Additionally, the scope of social variables analyzed was limited to maternal education and age. Future research could expand this framework by incorporating other relevant factors, such as the mother’s residential neighborhood and racial background, to provide a more comprehensive understanding of childbirth care disparities.
Recommendations
There is still a long way to go to improve intrapartum care in Brazil, which entails the uptake of national and international recommendations [31–33], including:
-
(1)
the use of evidence-based practices, promoting a change in culture, where childbirth is not seen primarily as a high-tech medical event.
-
(2)
the dissemination of an antenatal intrapartum care model involving interdisciplinary teams, including autonomous obstetric nurses and midwives for low-risk pregnancies and the active participation of women in their childbirth [34].
-
(3)
the strengthening of the country’s public health system, the Sistema Único de Saúde (SUS) or Unified Health System, and its principles and guidelines, including public participation and the dissemination of information on women’s rights.
-
(4)
the transparent monitoring of data and service and professional performance indicators.
-
(5)
the regulation of intrapartum care practices and price setting in the private sector to ensure good ethical standards.

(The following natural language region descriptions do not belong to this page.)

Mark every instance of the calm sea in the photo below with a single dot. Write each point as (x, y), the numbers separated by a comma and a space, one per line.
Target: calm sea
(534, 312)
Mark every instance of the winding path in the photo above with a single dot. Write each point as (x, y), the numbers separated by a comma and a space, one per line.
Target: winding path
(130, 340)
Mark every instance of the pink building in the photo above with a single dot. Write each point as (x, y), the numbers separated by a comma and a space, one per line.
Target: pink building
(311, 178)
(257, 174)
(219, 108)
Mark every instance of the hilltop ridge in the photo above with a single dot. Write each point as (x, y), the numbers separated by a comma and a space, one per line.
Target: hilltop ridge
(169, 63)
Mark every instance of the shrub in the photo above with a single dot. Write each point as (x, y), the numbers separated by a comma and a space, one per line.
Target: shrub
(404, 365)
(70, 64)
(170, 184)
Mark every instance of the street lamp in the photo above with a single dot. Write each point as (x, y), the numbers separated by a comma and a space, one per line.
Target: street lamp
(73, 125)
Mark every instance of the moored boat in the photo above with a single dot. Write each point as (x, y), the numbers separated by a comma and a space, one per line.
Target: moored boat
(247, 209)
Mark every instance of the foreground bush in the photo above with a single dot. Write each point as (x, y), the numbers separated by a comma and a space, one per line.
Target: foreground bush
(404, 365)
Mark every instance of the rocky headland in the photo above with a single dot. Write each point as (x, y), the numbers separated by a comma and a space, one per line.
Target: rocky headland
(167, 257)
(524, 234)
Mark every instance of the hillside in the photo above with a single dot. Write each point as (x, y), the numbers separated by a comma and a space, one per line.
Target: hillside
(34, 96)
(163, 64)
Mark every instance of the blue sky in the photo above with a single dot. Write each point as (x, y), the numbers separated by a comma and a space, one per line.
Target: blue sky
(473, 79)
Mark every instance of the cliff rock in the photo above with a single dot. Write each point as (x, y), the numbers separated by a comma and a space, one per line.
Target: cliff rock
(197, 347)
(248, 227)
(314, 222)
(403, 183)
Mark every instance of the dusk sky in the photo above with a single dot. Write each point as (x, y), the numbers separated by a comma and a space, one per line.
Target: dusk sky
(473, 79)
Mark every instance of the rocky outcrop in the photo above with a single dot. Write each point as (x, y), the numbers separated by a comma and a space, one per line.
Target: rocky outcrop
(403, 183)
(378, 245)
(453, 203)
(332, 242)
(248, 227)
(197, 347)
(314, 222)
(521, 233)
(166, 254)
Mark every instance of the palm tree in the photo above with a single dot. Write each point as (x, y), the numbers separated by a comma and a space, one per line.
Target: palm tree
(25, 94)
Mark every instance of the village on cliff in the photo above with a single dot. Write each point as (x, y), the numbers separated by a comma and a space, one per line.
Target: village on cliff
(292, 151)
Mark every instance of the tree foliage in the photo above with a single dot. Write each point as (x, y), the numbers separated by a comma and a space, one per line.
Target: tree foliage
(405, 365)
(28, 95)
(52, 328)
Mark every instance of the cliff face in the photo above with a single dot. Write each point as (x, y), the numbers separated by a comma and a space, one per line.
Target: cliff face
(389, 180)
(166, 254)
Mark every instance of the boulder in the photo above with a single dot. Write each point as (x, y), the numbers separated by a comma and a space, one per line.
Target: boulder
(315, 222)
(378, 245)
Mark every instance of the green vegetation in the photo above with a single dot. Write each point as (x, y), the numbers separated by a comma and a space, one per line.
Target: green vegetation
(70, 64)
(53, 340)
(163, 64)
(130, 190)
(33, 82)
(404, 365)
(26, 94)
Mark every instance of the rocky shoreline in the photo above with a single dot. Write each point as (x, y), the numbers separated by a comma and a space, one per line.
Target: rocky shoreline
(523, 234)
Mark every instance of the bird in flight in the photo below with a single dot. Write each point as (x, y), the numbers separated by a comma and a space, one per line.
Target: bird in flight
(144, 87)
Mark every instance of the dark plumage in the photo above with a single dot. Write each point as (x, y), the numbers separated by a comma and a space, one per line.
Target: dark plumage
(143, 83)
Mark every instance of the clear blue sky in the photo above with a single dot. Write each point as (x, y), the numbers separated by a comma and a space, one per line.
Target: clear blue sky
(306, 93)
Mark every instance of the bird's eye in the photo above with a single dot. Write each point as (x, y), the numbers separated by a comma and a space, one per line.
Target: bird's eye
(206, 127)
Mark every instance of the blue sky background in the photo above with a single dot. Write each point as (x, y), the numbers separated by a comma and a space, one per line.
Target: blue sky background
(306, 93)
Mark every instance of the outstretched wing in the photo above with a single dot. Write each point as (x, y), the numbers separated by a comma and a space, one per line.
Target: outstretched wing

It is hoped that the effective implementation of these recommendations will make birth safer and improve women’s satisfaction with the childbirth experience, positively influencing long-term infant outcomes. This constitutes a broad health care agenda that merits priority attention if we want to promote the health of women and the next generations.
Acknowledgments
This study is part of the “Potential pregnancy days lost” (PPDL) project, which provides an innovative measure of gestational age to assess maternal and child health interventions and outcomes. The project was developed in partnership with the São Paulo City Department of Health, Bill & Melinda Gates Foundation (reference number INV-027961), and National Council for Scientific and Technological Development (CNPq/DECIT-MS reference number 445116/2020–0).
Data Availability
The database is fully available for consultation at the Harvard Dataverse Repository: https://doi.org/10.7910/DVN/PP2VVF.
Funding Statement
The project was developed in partnership with the São Paulo City Department of Health, Bill & Melinda Gates Foundation (reference number OPP1201939 - https://www.gatesfoundation.org/), and National Council for Scientific and Technological Development (reference number 443775/2018 – Fundação Bill e Melinda Gates/CNPq/DECIT-MS - https://www.gov.br/cnpq/pt-br). CSGD is a Research Productivity Fellow - Level 2 from the National Council for Scientific and Technological Development. MMTAL received a Industrial Technological Development Scholarship - Level B from the National Council for Scientific and Technological Development. MF received a Industrial Technological Development Scholarship - Level B from the National Council for Scientific and Technological Development. The funders had no role in study design, data collection and analysis, decision to publish, or preparation of the manuscript.